A Butte newspaper, the Semi-Weekly Miner, reading about what Bozeman was doing, urged its sheriff to “give our officers a valuable lesson in prison economy.”
In Missoula, city Judge John Evans regularly assigned those who’d been tossed in the drunk tank to work off their fines by doing sidewalk cleanup along the main streets.
Moving into the 20thcentury, the Missoula City Council tried once again.
This time (1910), their mandate that all sidewalks be properly shoveled would be strictly enforced – under threat of arrest!
The Missoulian newspaper applauded the action, noting it would not only make the community safer, but would cut down on cursing.
“There is nothing so conducive to profanity and backsliding as to slip and slither along a block of glare ice.
“Many a man started out from home in the morning, his religious principles with him, at peace with the world and everybody in it, only to lose his footing, wave his arms in a wild search for balance and then fall hard enough to dissipate all ideas of right and wrong and the use of hard words.
“A man who would not swear under such circumstances will be in heaven three weeks before the devil knows he’s dead.”
Arthur Stone, a longtime newspaperman who would later become the dean of the university’s journalism school, chastised the city in his weekly newspaper column, “Caught on the Run about Town,” for not following its own law.
There was, he said, a “particularly bad piece of sidewalk along the city’s property on Cedar (now Broadway) and Woody street.

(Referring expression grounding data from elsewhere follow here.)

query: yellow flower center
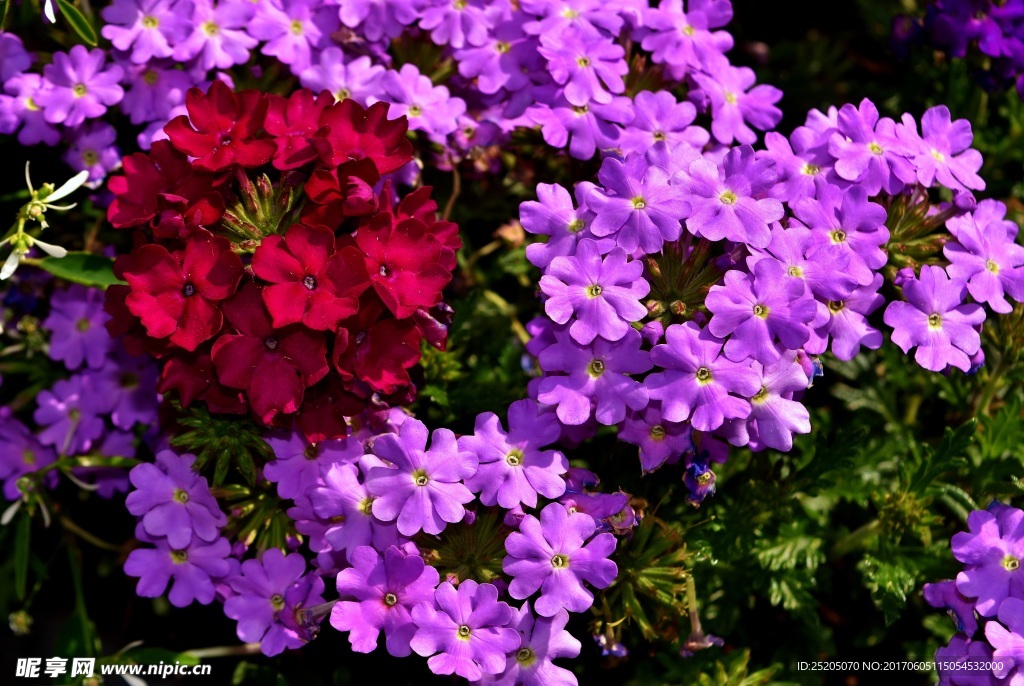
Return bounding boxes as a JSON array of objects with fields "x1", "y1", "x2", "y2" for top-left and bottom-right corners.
[
  {"x1": 496, "y1": 41, "x2": 510, "y2": 54},
  {"x1": 170, "y1": 549, "x2": 189, "y2": 564},
  {"x1": 334, "y1": 88, "x2": 351, "y2": 101},
  {"x1": 551, "y1": 553, "x2": 569, "y2": 568},
  {"x1": 457, "y1": 625, "x2": 471, "y2": 639},
  {"x1": 505, "y1": 449, "x2": 524, "y2": 467},
  {"x1": 413, "y1": 469, "x2": 429, "y2": 487},
  {"x1": 141, "y1": 15, "x2": 159, "y2": 28},
  {"x1": 868, "y1": 142, "x2": 884, "y2": 154},
  {"x1": 359, "y1": 497, "x2": 374, "y2": 515},
  {"x1": 22, "y1": 450, "x2": 36, "y2": 466},
  {"x1": 682, "y1": 24, "x2": 695, "y2": 36},
  {"x1": 143, "y1": 69, "x2": 160, "y2": 85},
  {"x1": 587, "y1": 359, "x2": 605, "y2": 378},
  {"x1": 830, "y1": 229, "x2": 846, "y2": 244},
  {"x1": 174, "y1": 488, "x2": 189, "y2": 503},
  {"x1": 649, "y1": 424, "x2": 666, "y2": 441},
  {"x1": 787, "y1": 265, "x2": 803, "y2": 277},
  {"x1": 568, "y1": 218, "x2": 584, "y2": 234},
  {"x1": 753, "y1": 304, "x2": 770, "y2": 319},
  {"x1": 719, "y1": 190, "x2": 737, "y2": 205},
  {"x1": 928, "y1": 313, "x2": 942, "y2": 330},
  {"x1": 800, "y1": 162, "x2": 819, "y2": 176},
  {"x1": 695, "y1": 367, "x2": 713, "y2": 385},
  {"x1": 827, "y1": 300, "x2": 845, "y2": 313},
  {"x1": 408, "y1": 104, "x2": 423, "y2": 117},
  {"x1": 73, "y1": 84, "x2": 88, "y2": 98},
  {"x1": 384, "y1": 592, "x2": 398, "y2": 606},
  {"x1": 631, "y1": 196, "x2": 646, "y2": 210},
  {"x1": 270, "y1": 593, "x2": 285, "y2": 611},
  {"x1": 25, "y1": 97, "x2": 40, "y2": 111},
  {"x1": 987, "y1": 259, "x2": 1000, "y2": 273},
  {"x1": 930, "y1": 149, "x2": 945, "y2": 162},
  {"x1": 576, "y1": 56, "x2": 591, "y2": 67},
  {"x1": 723, "y1": 90, "x2": 737, "y2": 105},
  {"x1": 202, "y1": 21, "x2": 220, "y2": 36},
  {"x1": 290, "y1": 20, "x2": 304, "y2": 35},
  {"x1": 1003, "y1": 555, "x2": 1020, "y2": 571},
  {"x1": 752, "y1": 386, "x2": 769, "y2": 404},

“The city’s neighbors cleared their walks as they should, but the city’s own walks were calculated to make a man lose all his civic pride and all his fondness for his home town.”
Stone said the city “might set a good example in the matter of shoveling snow and not the very poor example which it offered yesterday. There was a chance to make a record, but it was not made.”
Today, more than 100 years on, Missoula is still grappling with the issue.
The City Council is contemplating higher fines for scofflaws this winter. Clear your sidewalks by 9 a.m. after a snowstorm, they say, or face a potential bill of a few hundred dollars if the city is forced to contract the job done.
Council members are scheduled to vote Monday on whether to set a Dec. 17 public hearing and final vote on the fines. Maybe – this time – the effort will work.
But then again, as that city alderman said back in 1896, people might still be “too damn lazy to clean their sidewalks.”